In the construction process, the nodes newly added after merging are marked as blue nodes, and every two nodes need to be merged once. Therefore, if the number of leaf nodes is N, the number of newly added nodes in the Constructed Huffman tree is N-1. There are 6 words in the chestnut above, so 5 new nodes are added.
Huffman coding
In data communication, the transmitted text needs to be converted into binary strings, which are represented by different permutations of 0,1 code. For example, the text to be sent is “after data ear are art area”. The characters used here are “a,e,r,t,f,d”. Each letter appears 8,4,5,3,1,1. To distinguish six letters, the simplest binary encoding method is equal length encoding, fixed with three bits of binary, which can be encoded with 000,001,010,011,100,101 pairs of “A, E, R, T, F, D”, and then decoded by the receiver in accordance with three digits and one point. Therefore, the length of the encoding depends on the number of different characters in the message. If 26 different characters may appear in the message, the fixed encoding degree is 5, that is, 2 to the power of 5. Send the message is always hope, however, the total length as short as possible, so in practice, the frequency of each character or use number is different, if a, b, c use frequency is much higher than the x, y, z, that in the design code, can be used with high frequency with short code, but use frequency is low, with a long code, so as to optimize the whole message coding. To make different length coding for the prefix encoding, which requires a character encoding is not another character encoding prefix, each character in a character set can be used as a leaf node generates an encoding binary tree, in order to get sent a message of the shortest length, in the frequency of each character as characters node weights, apparently using frequency, the smaller the smaller the weight, The smaller the weight is, the lower the leaf will be, so the lower the frequency is, the longer the code is, and the higher the frequency is, the shorter the code is. In this way, the minimum weight path length of the tree is guaranteed, which is the shortest length of the message transmitted. Therefore, the problem of finding the shortest length of the transmitted message is transformed into the problem of finding the Huffman tree generated by taking all characters in the character set as leaf nodes and the frequency of character occurrence as its weight. The binary prefix encoding designed by using Huffman tree is called Huffman encoding, which can not only meet the conditions of prefix encoding, It also ensures the shortest total length of the packet code.
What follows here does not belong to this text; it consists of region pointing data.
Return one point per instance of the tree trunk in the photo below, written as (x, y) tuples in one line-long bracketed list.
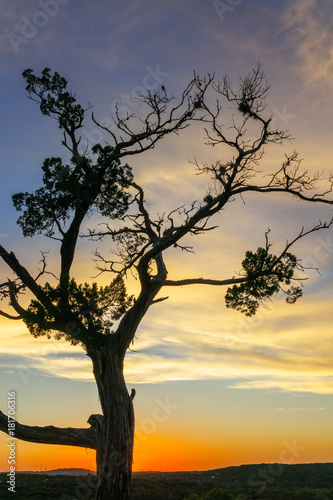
[(115, 434)]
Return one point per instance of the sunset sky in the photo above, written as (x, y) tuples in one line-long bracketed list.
[(213, 388)]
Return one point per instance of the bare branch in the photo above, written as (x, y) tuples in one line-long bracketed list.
[(51, 435)]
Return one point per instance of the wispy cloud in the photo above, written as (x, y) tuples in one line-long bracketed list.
[(309, 33)]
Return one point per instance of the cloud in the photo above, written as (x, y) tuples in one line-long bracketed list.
[(308, 28)]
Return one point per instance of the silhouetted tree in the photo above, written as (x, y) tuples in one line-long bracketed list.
[(95, 180)]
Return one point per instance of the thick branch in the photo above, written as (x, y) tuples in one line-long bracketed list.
[(51, 435), (203, 281), (19, 270)]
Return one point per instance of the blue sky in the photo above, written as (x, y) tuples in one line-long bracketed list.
[(278, 364)]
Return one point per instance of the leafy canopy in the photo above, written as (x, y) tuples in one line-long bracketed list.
[(79, 313), (265, 274)]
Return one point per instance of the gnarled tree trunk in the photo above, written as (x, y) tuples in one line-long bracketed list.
[(115, 429)]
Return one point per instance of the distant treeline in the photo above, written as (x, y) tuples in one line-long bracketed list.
[(246, 482)]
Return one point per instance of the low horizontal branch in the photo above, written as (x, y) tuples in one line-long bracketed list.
[(69, 436), (203, 281)]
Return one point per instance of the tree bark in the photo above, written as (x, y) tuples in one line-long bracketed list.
[(115, 436), (52, 435)]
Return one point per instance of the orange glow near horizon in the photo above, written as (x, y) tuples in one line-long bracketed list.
[(167, 454)]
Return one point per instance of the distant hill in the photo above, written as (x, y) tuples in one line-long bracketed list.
[(272, 481)]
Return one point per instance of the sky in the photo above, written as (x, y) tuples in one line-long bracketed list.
[(213, 388)]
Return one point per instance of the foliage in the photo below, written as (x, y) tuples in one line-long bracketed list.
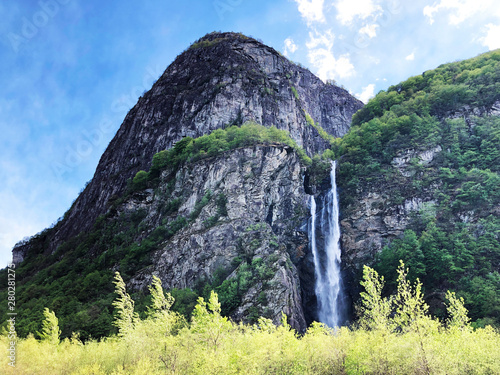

So far, Huffman trees and Huffman coding have two conventions, 1. The node with high weight is taken as the left child node, and the node with low weight is taken as the right child node. 2. The left child node is encoded as 1, and the right child node is encoded as 0. Huffman coding will also be used in word2vec tool. It takes the words in the training expectation as leaf nodes, and The Times of their occurrence in the expectation as the weight. Huffman coding is carried out for each word by constructing the corresponding Huffman tree, and the child node with the larger weight is encoded as 1 and the child node with the smaller weight is encoded as 0. According to this principle, we can then mark the corresponding code on the Huffman tree constructed in front to get the Huffman code of “I watch flag raising in Beijing Tian ‘anmen Square” : “I” -0, “in” -111, “Beijing Tian ‘anmen square” -110, “square” -101, “Watch” 1001, “Flag raising” -1000. It can be seen that the higher the word frequency, the shorter the code.